Publication: The West Australian
Author: Melanie Coram

2nd February 2016

When the last Potoroo comes to stay at Miss Lily’s Tropical Holiday House he’s lonely and vulnerable.
The teeny mammal is cowed by Miss Lily’s awesomeness, Miss Lily being a larger-than-life crocodile and the Last Potoroo being an endangered – and possibly delicious – marsupial.
But his hostess reassures him she only eats fish and gives him a sense of belonging. Miss Lily’s vitality is accentuated by her hot-pink feather boa. Together they dance and make magic for the holiday guests.
Could the boa make anyone feel fabulous, wonders the last potoroo, with a craving for a little piece of Miss Lily’s free spirit.
He steals a feathery fragment and indeed does feel fabulous – for a moment – until being haunted by guilt.
Like Spare Parts’ 2015 production Fox, Miss Lily is based on a book by Margaret Wild.
Miss Lily and the last potoroo have a similar relationship to Dog and Magpie in Fox, in which one gregarious character inspires the other to live a little.
Also staying at Miss Lily’s guesthouse are the sport-obsessed Wombat and Koala families.
In the book they are background characters but Spare Parts writer-director Michael Barlow brings them front and centre, where they egg each other on to greater sporting heights.
They are raucous and joyful holidaymakers who accentuate Potoroo’s isolation but also push his story of crime, punishment and redemption to a subuplot.
Miss Lily was first performed by Spare Parts in 2012. This time, Shane Adamczak, Rebecca Bradley and Nick Pages-Oliver fill the acting and puppeteering roles.

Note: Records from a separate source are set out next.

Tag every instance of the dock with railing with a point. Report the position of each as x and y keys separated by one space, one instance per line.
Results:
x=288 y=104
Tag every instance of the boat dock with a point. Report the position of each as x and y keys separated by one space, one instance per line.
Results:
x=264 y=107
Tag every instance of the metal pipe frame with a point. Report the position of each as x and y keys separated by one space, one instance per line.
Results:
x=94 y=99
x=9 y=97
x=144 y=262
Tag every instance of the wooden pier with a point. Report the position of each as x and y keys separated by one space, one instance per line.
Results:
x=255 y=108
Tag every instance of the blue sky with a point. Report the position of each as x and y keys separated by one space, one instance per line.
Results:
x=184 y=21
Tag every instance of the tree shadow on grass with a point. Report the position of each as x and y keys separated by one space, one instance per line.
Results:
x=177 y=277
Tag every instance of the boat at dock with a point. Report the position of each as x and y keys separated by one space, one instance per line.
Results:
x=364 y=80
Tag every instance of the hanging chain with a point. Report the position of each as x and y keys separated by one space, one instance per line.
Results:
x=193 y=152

They switch characters within seconds and bounce back on stage without missing a beat. The animals are represented by a mix of masks, a small cuddly potoroo and a looming croc.
Designer Iona McAuley and the puppet team introduce a sleeker Miss Lily (controlled by Bradley). She remains formidable in size but is lighter on her feet while dancing the tango.
Her feather boa is also a puppet, shimmying an cavorting across the stage like a dancing Chinese dragon.
Spare Parts recommends this show for ages four and up. Lee Buddle’s mesmerising music is accompanied by the ideal soundtrack of giggling youngsters, particularly during a fun scene in which a competitive koala and wombat play badminton in slowmo and fast-forward.